Sep 17, 2020 - Energy & Environment

Lots of U.S. cities could grow their own food locally

Illustration of a plant wrapped around a skyscraper.

Illustration: Eniola Odetunde/Axios

A "sizable proportion of the population could meet its food needs" through farming within a 155-mile radius of its metropolitan area — fulfilling a locavore's dream, per a Tufts University study published this week.

Why it matters: The locavore and farm-to-table movements — as popularized by Michael Pollan, Alice Waters and others — inspire passion among foodies but actually represent just a small segment of U.S. agricultural activity.

Driving the news: The study looked at whether — in theory — 378 metropolitan areas "could meet their food needs from local agricultural land located within 250 kilometers [155 miles]."

  • Chicago, Seattle and Denver were among the big U.S. cities that would best be able to fulfill their own needs — with the big caveat that the current agricultural ecosystem would have to be radically upended.
  • New York, Los Angeles and Miami were among those with the least ability to feed themselves locally.

The intrigue: Ironically, the part of the country where interest in consuming local and regional food is the strongest — the "BoshWash" Northeastern corridor connecting Boston, New York and Washington, D.C. — is among the least conducive to feeding itself, according to Professor Christian Peters, lead author of the study, published in the journal Environmental Science & Technology.

  • "In most of the Northeast states, those cities would have a harder time meeting their food needs locally," Peters tells Axios.
  • There are a lot of caveats, too, said Peters, who's with the Gerald J. and Dorothy R. Friedman School of Nutrition Science and Policy at Tufts University.
  • For instance, "There's no universally agreed-to definition of what constitutes local food and what constitutes regional food."
  • "There's lots of inconsistent definitions, and that can be frustrating."

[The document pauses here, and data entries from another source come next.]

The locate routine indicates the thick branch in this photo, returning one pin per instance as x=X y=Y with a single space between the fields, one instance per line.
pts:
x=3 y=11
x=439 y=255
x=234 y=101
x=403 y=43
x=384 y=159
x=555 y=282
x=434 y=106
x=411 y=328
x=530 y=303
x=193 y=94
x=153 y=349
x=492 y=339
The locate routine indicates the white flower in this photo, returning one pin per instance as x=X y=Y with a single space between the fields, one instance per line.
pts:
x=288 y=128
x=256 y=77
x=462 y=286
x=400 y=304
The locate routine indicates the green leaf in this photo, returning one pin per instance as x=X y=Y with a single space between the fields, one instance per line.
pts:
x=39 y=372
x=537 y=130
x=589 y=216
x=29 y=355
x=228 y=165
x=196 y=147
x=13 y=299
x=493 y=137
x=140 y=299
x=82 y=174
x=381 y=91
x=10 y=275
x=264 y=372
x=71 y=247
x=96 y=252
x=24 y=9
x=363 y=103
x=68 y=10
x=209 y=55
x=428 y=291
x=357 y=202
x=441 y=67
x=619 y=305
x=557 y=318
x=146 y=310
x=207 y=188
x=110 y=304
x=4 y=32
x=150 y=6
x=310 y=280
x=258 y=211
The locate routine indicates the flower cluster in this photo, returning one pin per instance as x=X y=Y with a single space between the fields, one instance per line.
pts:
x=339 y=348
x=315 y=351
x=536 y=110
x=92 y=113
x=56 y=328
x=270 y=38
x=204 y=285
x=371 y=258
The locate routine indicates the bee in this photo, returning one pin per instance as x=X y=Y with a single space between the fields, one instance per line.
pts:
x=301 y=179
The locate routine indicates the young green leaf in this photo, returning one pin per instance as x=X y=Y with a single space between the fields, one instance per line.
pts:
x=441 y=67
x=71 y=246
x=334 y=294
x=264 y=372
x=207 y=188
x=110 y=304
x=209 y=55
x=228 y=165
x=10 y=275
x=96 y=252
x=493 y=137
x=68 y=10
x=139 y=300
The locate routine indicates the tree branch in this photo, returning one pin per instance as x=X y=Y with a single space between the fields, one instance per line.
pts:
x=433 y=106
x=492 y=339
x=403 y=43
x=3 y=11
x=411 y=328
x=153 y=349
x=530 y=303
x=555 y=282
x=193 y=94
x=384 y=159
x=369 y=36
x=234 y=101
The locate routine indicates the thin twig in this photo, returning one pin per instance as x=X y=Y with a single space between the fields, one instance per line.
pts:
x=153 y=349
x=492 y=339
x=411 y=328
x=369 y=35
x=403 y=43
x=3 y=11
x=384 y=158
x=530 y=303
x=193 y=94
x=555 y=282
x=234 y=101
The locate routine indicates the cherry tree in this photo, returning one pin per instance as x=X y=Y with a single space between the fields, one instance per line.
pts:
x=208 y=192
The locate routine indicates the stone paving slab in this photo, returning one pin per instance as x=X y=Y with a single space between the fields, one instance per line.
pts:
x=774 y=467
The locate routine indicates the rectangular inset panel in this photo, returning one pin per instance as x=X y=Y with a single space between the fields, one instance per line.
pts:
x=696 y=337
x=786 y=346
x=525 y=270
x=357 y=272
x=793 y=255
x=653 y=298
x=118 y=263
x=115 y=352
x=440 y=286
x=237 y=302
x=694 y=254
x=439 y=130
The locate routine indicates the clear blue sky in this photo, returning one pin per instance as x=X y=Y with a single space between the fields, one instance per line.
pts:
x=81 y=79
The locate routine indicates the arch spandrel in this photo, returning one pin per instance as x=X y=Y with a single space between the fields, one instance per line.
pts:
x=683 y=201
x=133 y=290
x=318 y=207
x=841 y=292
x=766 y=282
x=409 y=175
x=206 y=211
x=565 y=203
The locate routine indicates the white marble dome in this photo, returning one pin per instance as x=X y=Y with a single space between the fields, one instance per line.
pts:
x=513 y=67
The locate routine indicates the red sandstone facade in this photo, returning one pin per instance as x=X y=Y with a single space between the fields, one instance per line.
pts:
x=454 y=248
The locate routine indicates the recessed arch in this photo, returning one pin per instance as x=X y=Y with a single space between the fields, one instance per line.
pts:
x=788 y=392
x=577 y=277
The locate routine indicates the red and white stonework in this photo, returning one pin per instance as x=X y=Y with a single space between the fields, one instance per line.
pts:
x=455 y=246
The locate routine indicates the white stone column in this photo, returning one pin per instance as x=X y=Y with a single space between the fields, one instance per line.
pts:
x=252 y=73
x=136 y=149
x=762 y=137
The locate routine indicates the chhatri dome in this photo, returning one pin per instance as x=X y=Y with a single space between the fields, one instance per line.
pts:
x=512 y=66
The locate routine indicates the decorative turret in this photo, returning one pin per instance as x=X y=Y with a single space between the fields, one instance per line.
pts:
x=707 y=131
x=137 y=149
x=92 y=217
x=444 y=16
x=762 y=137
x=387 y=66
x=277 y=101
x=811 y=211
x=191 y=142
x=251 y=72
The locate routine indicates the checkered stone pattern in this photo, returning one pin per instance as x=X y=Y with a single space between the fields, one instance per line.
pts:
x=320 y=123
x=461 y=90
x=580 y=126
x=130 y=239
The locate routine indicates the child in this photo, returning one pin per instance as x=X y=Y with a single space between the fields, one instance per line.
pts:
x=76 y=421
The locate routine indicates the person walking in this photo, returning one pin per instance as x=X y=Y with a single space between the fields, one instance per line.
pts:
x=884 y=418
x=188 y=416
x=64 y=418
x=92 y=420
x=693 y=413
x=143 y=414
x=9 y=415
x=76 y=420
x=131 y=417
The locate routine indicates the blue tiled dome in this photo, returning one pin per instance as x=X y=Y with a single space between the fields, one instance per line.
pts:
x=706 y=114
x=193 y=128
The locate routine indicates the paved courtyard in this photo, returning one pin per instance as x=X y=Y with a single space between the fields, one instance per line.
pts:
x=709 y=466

What they're saying: "Most cities along the Eastern Seaboard and in the southwest corner of the U.S. could not meet their food needs locally, even if every available acre of agricultural land was used for local food production," according to Peters.

  • “Yet, many cities in the rest of the country are surrounded by ample land to support local and regional food systems."

The bottom line: It's too early for locavores to rejoice.